Apr
29
2025
Globally tuning the cochlea to the edge of instability with only local feedback
Isabella Graf
EMBL Heidelberg
hosted by Ulrich Schwarz
4:00 PM
SR41
Abstract
Many living systems demonstrate exquisite sensitivity to small input signals. A tempting hypothesis is that these systems operate close to bifurcation or critical points, where the system's response exhibits a diverging susceptibility to the control parameter and small signals are amplified into a large collective response. A common concern, however, is that proximity to such points requires fine-tuning of parameters, which seems impossible for noisy biological systems. Based on several distinct sensory systems, we have investigated a feedback motif that robustly maintains these systems close to their respective bifurcation point. The key ingredient is that the collective response feedsback onto the control parameter. To illustrate this idea in this talk, I will focus on the case of mammalian hearing. Sound waves entering the cochlea are converted into surface waves along the basilar membrane, whose mechanical properties lead to apposition-dependent resonance. To achieve the cochlea's astonishing frequency resolution and sensitivity to faint sounds, it is brought to the edge of instability by active energy-consuming processes in hair cells that effectively reduce dissipation. However, while collective hair cell activity fine-tunes the entire basilar membrane, individual hair cells only have access to information about local membrane displacement. In this talk, I will show that a simple local feedback mechanism based on self-organized criticality is, in principle, enough to globally tune the cochlea to the edge of instability. However, requiring stability of the system places important limits on possible forms of active feedback in hair cells. Taken together, our work illuminates how and under what conditions individual hair cells can collectively create a critical cochlea.
Biosketch
Isabella Graf is a group leader at EMBL Heidelberg.

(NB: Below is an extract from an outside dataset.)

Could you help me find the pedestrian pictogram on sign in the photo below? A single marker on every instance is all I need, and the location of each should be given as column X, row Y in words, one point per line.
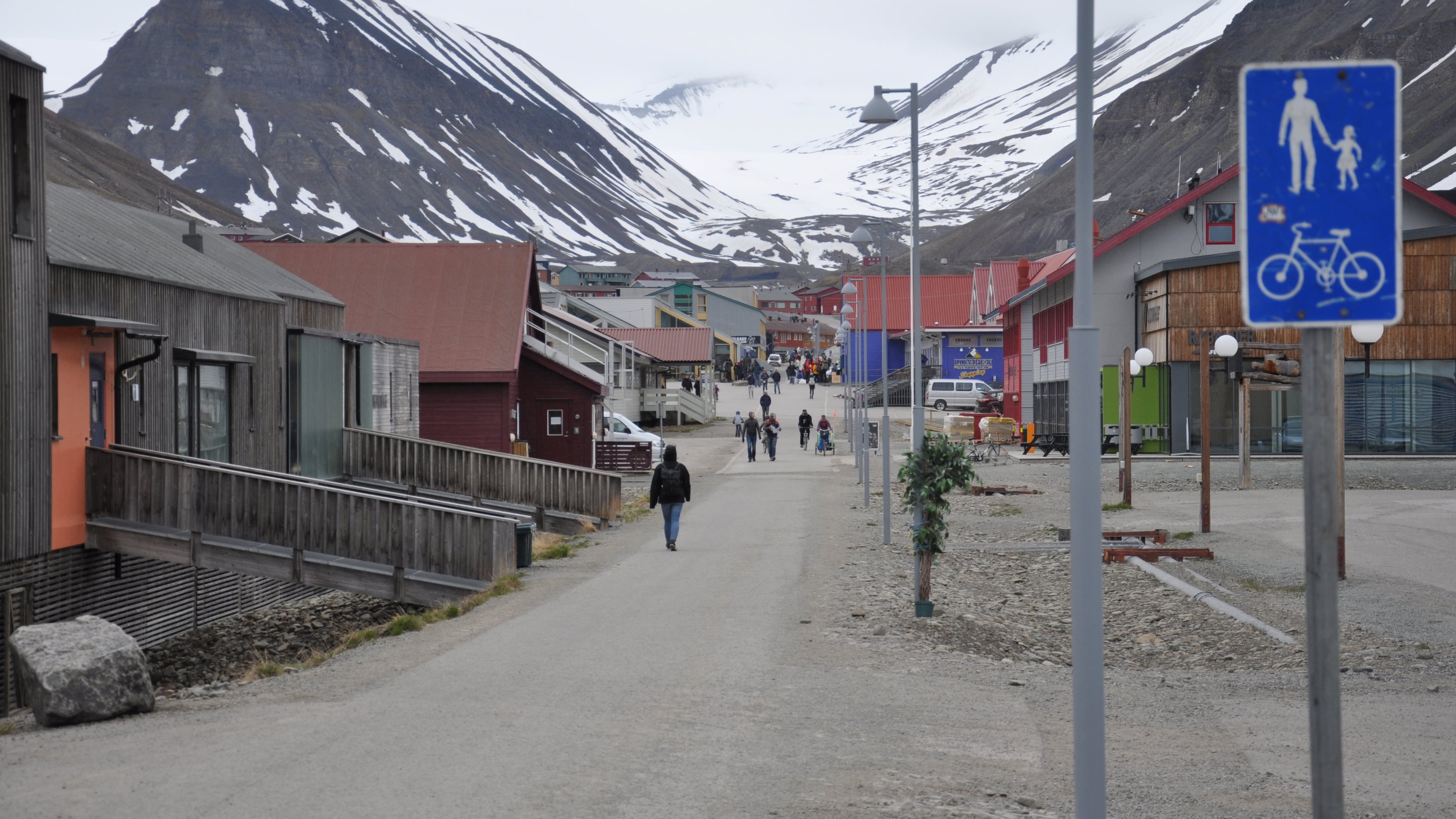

She is broadly interested in using methods and tools of statistical mechanics, nonlinear dynamics, and information theory to help understand biological phenomena. In particular, she is keen to elucidate the role of bifurcation points and feedback for function. During her Postdoc in Ben Machta’s group at Yale, she focused on signal amplification and information integration in biological sensory systems and on the phase behavior of mixtures with many components. Before joining Yale University, she was a PhD student in Physics in Erwin Frey’s group at LMU Munich, where she worked on collective dynamics and self-organization in the context of the cell cytoskeleton and on non-equilibrium self-assembly of heterogeneous structures.